The relationship between the volume of antimicrobial consumption in human communities and the frequency of resistance

Abstract

The threat to human health posed by antibiotic resistance is of growing concern. Many commensal and pathogenic organisms have developed resistance to well established and newer antibiotics. The major selection pressure driving changes in the frequency of antibiotic resistance is the volume of drug use. However, establishing a quantitative relationship between the frequency of resistance and volume of drug use has proved difficult.
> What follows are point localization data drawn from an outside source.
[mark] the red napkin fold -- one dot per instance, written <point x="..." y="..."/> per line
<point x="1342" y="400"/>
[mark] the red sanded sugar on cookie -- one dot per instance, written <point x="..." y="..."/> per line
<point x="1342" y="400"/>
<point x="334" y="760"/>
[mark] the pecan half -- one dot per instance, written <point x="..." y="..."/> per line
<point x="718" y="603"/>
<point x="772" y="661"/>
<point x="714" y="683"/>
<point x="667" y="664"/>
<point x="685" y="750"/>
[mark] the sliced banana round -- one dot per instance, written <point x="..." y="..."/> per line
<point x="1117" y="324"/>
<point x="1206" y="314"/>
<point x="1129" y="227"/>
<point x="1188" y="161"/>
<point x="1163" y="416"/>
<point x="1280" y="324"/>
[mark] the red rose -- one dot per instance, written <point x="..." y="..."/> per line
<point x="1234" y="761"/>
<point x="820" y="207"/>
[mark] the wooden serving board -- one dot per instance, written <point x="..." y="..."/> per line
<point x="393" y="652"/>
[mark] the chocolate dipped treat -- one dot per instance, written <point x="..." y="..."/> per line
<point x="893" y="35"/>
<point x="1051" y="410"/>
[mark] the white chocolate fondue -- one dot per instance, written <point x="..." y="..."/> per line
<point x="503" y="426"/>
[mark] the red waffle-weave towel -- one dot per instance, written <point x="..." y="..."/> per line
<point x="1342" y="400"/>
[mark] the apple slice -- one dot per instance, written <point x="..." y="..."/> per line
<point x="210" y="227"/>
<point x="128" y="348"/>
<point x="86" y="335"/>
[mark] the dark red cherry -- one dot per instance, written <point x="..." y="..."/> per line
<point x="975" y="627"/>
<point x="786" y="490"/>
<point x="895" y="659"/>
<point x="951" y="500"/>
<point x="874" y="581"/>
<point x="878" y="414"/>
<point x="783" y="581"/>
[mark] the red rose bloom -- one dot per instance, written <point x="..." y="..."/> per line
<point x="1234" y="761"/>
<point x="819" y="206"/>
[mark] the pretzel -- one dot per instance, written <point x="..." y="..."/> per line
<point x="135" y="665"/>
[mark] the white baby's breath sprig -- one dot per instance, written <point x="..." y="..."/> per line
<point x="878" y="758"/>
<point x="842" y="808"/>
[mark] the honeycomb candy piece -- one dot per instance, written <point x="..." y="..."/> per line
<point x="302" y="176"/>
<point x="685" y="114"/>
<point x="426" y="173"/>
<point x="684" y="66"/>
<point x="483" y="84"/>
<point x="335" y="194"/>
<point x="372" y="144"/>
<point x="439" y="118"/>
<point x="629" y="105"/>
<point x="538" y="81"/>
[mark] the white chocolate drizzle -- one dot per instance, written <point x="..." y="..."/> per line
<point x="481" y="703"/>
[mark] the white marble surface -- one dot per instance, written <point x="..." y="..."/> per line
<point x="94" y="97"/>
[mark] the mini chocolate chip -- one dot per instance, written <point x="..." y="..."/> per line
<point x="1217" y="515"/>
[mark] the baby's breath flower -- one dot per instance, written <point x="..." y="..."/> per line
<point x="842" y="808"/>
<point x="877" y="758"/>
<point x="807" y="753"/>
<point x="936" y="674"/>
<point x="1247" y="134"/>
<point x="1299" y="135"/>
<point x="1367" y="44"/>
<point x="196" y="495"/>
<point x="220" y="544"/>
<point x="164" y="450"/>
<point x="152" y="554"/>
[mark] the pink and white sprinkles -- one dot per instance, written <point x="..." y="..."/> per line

Using population genetic methods and epidemiological observations, we report an analysis of the influence of the selective pressure imposed by the volume of drug use on temporal changes in resistance. Analytical expressions are derived to delineate key relationships between resistance and drug consumption. The analyses indicate that the time scale for emergence of resistance under a constant selective pressure is typically much shorter than the decay time after cessation or decline in the volume of drug use and that significant reductions in resistance require equally significant reductions in drug consumption. These results highlight the need for early intervention once resistance is detected.

Figure 1

Change in the frequency of resistance p_t after frequency-dependent selection in which antibiotic consumption falls as resistance rises (w_𝒮(q_t) = 1 − aq_t, w_ℛ = 0.99, and p₀ = 10⁻³).

Figure 2

(a) Theoretical model of bacterial colonization and antibiotic consumption. Individuals may be uncolonized (x and X), colonized with sensitive bacteria (y), or colonized with resistant bacteria (𝒵 = z + Z), x + X + y + 𝒵 = 1 (10). Antibiotic treatment is independent of colonization, and a proportion a of individuals receive treatment at any time. Treatment either clears sensitive bacteria with a probability 1 − σ or selects for mutations or preexisting resistant strains. (b) Threshold antibiotic consumption, a_c, required for eradication of a commensal with endemic prevalence 1 − 1/R₀. Highly prevalent commensals require sustained antibiotic consumption for eradication.

Figure 3

(a) Endemic resistance as a function of antibiotic consumption ℛ(a). Below the threshold a_ℛ, transmission of resistant strains cannot become established. Above the threshold a_𝒮, sensitive strains are eradicated. Mutation/selection maintains resistant strains below the threshold a_ℛ, although transmission is not possible (σ = 10⁻²). (b) Time taken for resistance to increase from 1–10% (solid line) and fall again after instantaneous reductions in antibiotic consumption of 25, 50, 75 and 100%. Emergence is typically more rapid than decline, highlighting the need for early intervention. Parameters are estimated from the Finland study and are given in Table 1.

Figure 4

(a) Prediction of a two-step rise in the frequency of β-lactamase-producing isolates of M. catarrhalis from children aged <6 years in Finland. (b) Prediction of a rise and subsequent decline in the frequency of penicillin-resistant pneumococcal isolates carried by children aged <7 years in Iceland. Prompt intervention has substantially reduced the likely endemic level of resistance. All parameters used are given in Table 1. Error bars show 95% confidence intervals for the observed data.